Com’è possibile, ci si può chiedere, gioire per la morte, anche atroce, di un altro essere umano, di migliaia di esseri umani? Come hanno potuto così tanti abitanti delle Grandi Mele globali rallegrarsi per la sofferenza della Vecchia Mela, del prototipo politico, economico e tecnologico di tutte quelle che l’hanno seguita nella storia del capitalismo? La complessità delle reazioni emotive seguite all’attentato ha fatto, questo sì, dell’11 settembre un major event: un evento globale, accaduto in qualche modo in tutto il mondo. Ha permesso al florilegio delle lingue, delle religioni, delle esperienze e delle memorie di concepire la possibilità di una ferita nell’unica superpotenza mondiale, nel gendarme globale, nel grande magazzino di insegne pubblicitarie da esportare nel mondo con gli affari, con i complotti, i colpi di stato e le bombe; e ha dato la possibilità alla superpotenza stessa di esportare ancora qualche insegna e qualche complotto, e una valanga di bombe su cinque paesi in dieci anni (Afghanistan, Pakistan, Iraq, Yemen, Libia) con un corollario di milioni di morti, giustificati ora in termini di vendetta, ora in termini di sicurezza preventiva, ora in termini di liberazione delle donne o imposizione della democrazia. In questo senso l’11 settembre è un tremendo concentrato di ambivalenza politica e, paradossalmente, l’episodio meno adatto ad essere accostato nei termini manichei, ed essenzialmente pilateschi, del bene e del male.
Bene per chi? Male per chi? Lo sguardo crucciato del cittadino onesto, che non ha bisogno del terrorismo per sentirsi terrorizzato, non è che la manifestazione grave e profonda della sua ignoranza, e del fatto che altri mille 11 settembre, altri mille attentati o massacri saranno possibili, finché una diversa consapevolezza politica non saprà produrre un sapere diverso sulle verità amare dell’odio sociale, dell’odio post-coloniale, dell’odio di classe. Anche quello del 1973, a Santiago del Cile, fu un 11 settembre con migliaia di morti. A organizzarlo furono gli Stati Uniti, e il Cile paga ancora in questi giorni le conseguenze del neoliberismo che allora la dittatura filoamericana impose sul paese; tutto il mondo, in verità, è da allora stato colonizzato dal modello unico del conservatorismo liberale, dal linguaggio sordo dello sfruttamento e della repressione della pluralità e del dissenso. Ed ecco che inizia la conta dei morti: “Quante migliaia di cadaveri hanno fatto i bombardamenti in Afghanistan, i massacri di Najaf, Ramadi e Falluja in Iraq? Quanti Israele con Piombo Fuso, nel 2008-2009, con la benedizione degli U.S.A. e dei loro alleati?”. Continuare sarebbe inutile, e non solo perché si tratta di un esercizio macabro e in parte sterile, ma perché il problema rappresentato da un mondo che produce lutti su lutti non si risolve che a partire dai conflitti che in esso si producono, e non con la loro rimozione moralistica, buona forse per i mezzibusti del telegiornale.

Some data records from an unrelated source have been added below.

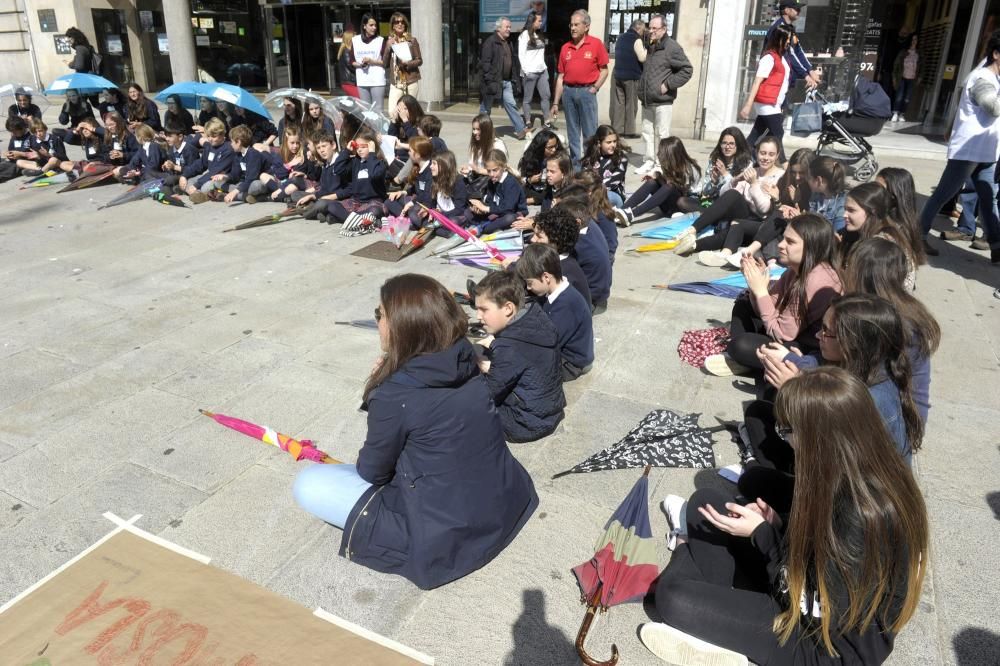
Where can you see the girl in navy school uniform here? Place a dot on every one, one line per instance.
(46, 151)
(248, 164)
(74, 109)
(181, 156)
(141, 110)
(286, 170)
(419, 188)
(361, 202)
(214, 165)
(607, 156)
(292, 117)
(315, 121)
(209, 110)
(504, 200)
(177, 116)
(119, 143)
(146, 163)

L’11 settembre, per quanto autoreferenziale nella sua progettazione, ha saputo polarizzare il mondo: questo lo rende un evento di rilievo storico, e non una pietà che è scandalosamente selettiva, e per questo disgustosa. L’ambivalenza dell’accaduto è ciò da cui dobbiamo partire per interpretare il decennio: tragedia innegabile causata da un gesto di critica all’ordine globale; tentativo di una minoranza politicamente arretrata, organizzata e ideologizzata, di ergersi ad avanguardia del mondo contro il paese più forte, ma anche Reichstag degli anni 2000, casus belli per giustificare i peggiori crimini lungo l’arco di un decennio. Per dieci anni è sembrato che, al di là delle manifestazioni partecipate ma poco incisive dei movimenti contro la guerra, l’unica opposizione a tale ordine, in un mondo orfano del comunismo, fossero i militanti armati dei paesi occupati, o quelli pronti a portare la guerra in casa al nemico e nei suoi villaggi vacanze, da Madrid a Londra, da Bali a Sharm El-Sheik. Oggi tutto sembra diverso. Il mondo arabo vuole rivoluzione e modernizzazione, l’occidente vacilla nelle sue deficienze economiche e nelle sue sclerosi finanziarie, e gli Stati Uniti perdono le guerre che hanno inziato, mentre migliaia o milioni invadono le strade da Tunisi a Damasco, dal Cairo ad Algeri, da Atene a Madrid, si dedicano al saccheggio dei quartieri di Londra.
Il decennio iniziato con l’11 settembre è in questo senso concluso. Mohamed Bou’azizi, il ragazzo che si è dato fuoco in Tunisia, dando inizio al domino delle rivolte globali, ne ha inaugurato uno nuovo. Una morte singola, ottenuta per scelta al colmo della disperazione, ha aperto il tappo del malcontento mondiale per l’ordine costruito in questo decennio con lo sfruttamento, la guerra, la paura. Qualcosa è nell’aria, e appare in grado di disperdere la cappa nera e buia, reazionaria e cupa che il crollo di New York ha allargato sul pianeta a inizio secolo. Evento complesso e drammatico, ancora tutto da decifrare, l’11 settembre ha rappresentato anche un inquietante dispositivo di sperimentazione del controllo mediatico, comunicativo, politico e d’opinione, tentando, anche con successo, di imporre in occidente il diktat della narrazione ufficiale, l’uniformazione dei punti di vista con la scusa del nemico esterno/interno, e la minaccia di ciò che non si può definire a beneficio dell’arbitrarietà poliziesca e giudiziaria: il fantasmatico “terrorismo”. Purtroppo per loro, non è stata certo la comparsa della violenza aerea là dove non era mai arrivata a farci smettere di ragionare, di riflettere, di pensare; e in questo senso ci sentiamo complici di tutti coloro che, in questi dieci anni, hanno tentato di pensare il significato di ciò che era accaduto altrimenti e, di ciò di cui non avrebbero dovuto parlare, non hanno taciuto.